— Им не нравится, что я езжу на «мерседесе», — сказал Монсиньоре, беря рюмку двумя тонкими, унизанными перстнями пальцами, — а я говорю, что терпеть не могу дешевку!
Профессор Грубба-Войташкова, чокнувшись с ним, захихикала:
— И правильно говорите, все журналюги — сволочи!
И тут они увидели стоящего в дверях Леваду.
Монсиньоре только моргнул, отпил глоточек, облизал губы и, отставив рюмку, вопросительно посмотрел на доктора.
Профессор Грубба-Войташкова допивать не стала, но рюмки из руки не выпустила и бросила на доктора злобный взгляд.
— Вижу, я не вовремя. — Левада слегка поклонился.
— Конечно, не вовремя, коллега, — ответила она. — Вы в своем репертуаре.
Последняя фраза вывела доктора из себя. Грубба-Войташкова явно намекала на то, чем он занимался после введения военного положения. Вообще-то, ничего из ряда вон выходящего он не делал. Когда в центре города проходили демонстрации, доктор Левада с коллегой дежурили в специально отведенной для этого квартире. Раненых демонстрантов — вместо больниц, где тех поджидали гэбисты, — приводили к ним. Однажды кто-то на них донес, и обоих посадили. Потом судили за исполнение врачебных обязанностей без надлежащего разрешения и в ненадлежащих условиях, они заплатили штраф и потеряли работу.

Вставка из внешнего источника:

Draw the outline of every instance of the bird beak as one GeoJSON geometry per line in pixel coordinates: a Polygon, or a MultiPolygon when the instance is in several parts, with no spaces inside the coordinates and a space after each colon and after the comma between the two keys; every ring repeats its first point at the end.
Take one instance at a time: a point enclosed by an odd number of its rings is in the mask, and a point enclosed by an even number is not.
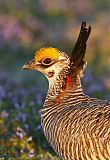
{"type": "Polygon", "coordinates": [[[35,60],[31,60],[30,62],[28,62],[27,64],[24,64],[24,66],[22,67],[23,70],[36,70],[39,72],[42,72],[42,67],[40,65],[39,62],[35,62],[35,60]]]}
{"type": "Polygon", "coordinates": [[[24,69],[24,70],[35,70],[35,68],[37,69],[38,66],[39,66],[39,63],[37,64],[35,62],[35,60],[33,59],[30,62],[28,62],[27,64],[24,64],[22,69],[24,69]]]}

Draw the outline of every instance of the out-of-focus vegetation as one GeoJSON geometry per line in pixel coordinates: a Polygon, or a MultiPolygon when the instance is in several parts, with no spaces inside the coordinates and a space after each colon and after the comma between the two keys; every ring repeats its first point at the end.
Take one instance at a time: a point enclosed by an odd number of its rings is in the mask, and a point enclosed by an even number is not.
{"type": "Polygon", "coordinates": [[[58,159],[40,126],[47,80],[21,67],[44,46],[71,52],[82,20],[92,26],[83,88],[110,99],[109,15],[109,0],[0,1],[0,158],[58,159]]]}

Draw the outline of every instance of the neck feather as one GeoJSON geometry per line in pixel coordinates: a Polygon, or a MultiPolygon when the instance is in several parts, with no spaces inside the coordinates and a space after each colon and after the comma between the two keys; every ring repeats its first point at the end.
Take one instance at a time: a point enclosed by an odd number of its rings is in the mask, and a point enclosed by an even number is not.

Им посоветовали обратиться в комитет помощи, действовавший в приходе ксендза Монсиньоре, но приема они не дождались. Какой-то юнец предложил им продуктовый набор, от которого они отказались.
Направляясь спустя час к привилегированному пациенту, доктор Левада вспомнил одну деталь, бросившуюся ему в глаза, пока они ждали в приходской приемной: с огромного портрета на просителей взирал ксендз Монсиньоре в белой папской сутане и епископской круглой шапочке. Или он ошибается? Может, сутана была епископского фиолетового цвета, а шапочка — белая?.. Из-за закрытой двери доносился низкий голос Грубба-Войташковой; Монсиньоре изредка подавал короткие, преимущественно односложные реплики: «Ого! Ну нет! Конечно!» Как только доктор постучался в палату, разговор прервался. Собеседники громко, без стеснения рассмеялись. Пахло сигаретным дымом. Хотя никто не сказал «Войдите», доктор Левада приоткрыл дверь и спросил:
— Теперь я нужен?
— Кто вас вызывал, коллега? — Грубба-Войташкова явно была в преотличном настроении. — Может быть, ваше преподобие? — обратилась она к Монсиньоре, который только пожал плечами. — Видите, вы опять не вовремя! Как всегда!
— Вы меня вызвали через медсестру ровно час с четвертью назад! — голос доктора Левады гремел так, что эхо от его слов раскатилось по коридору. — Я запишу это в журнал и попрошу больше меня не беспокоить!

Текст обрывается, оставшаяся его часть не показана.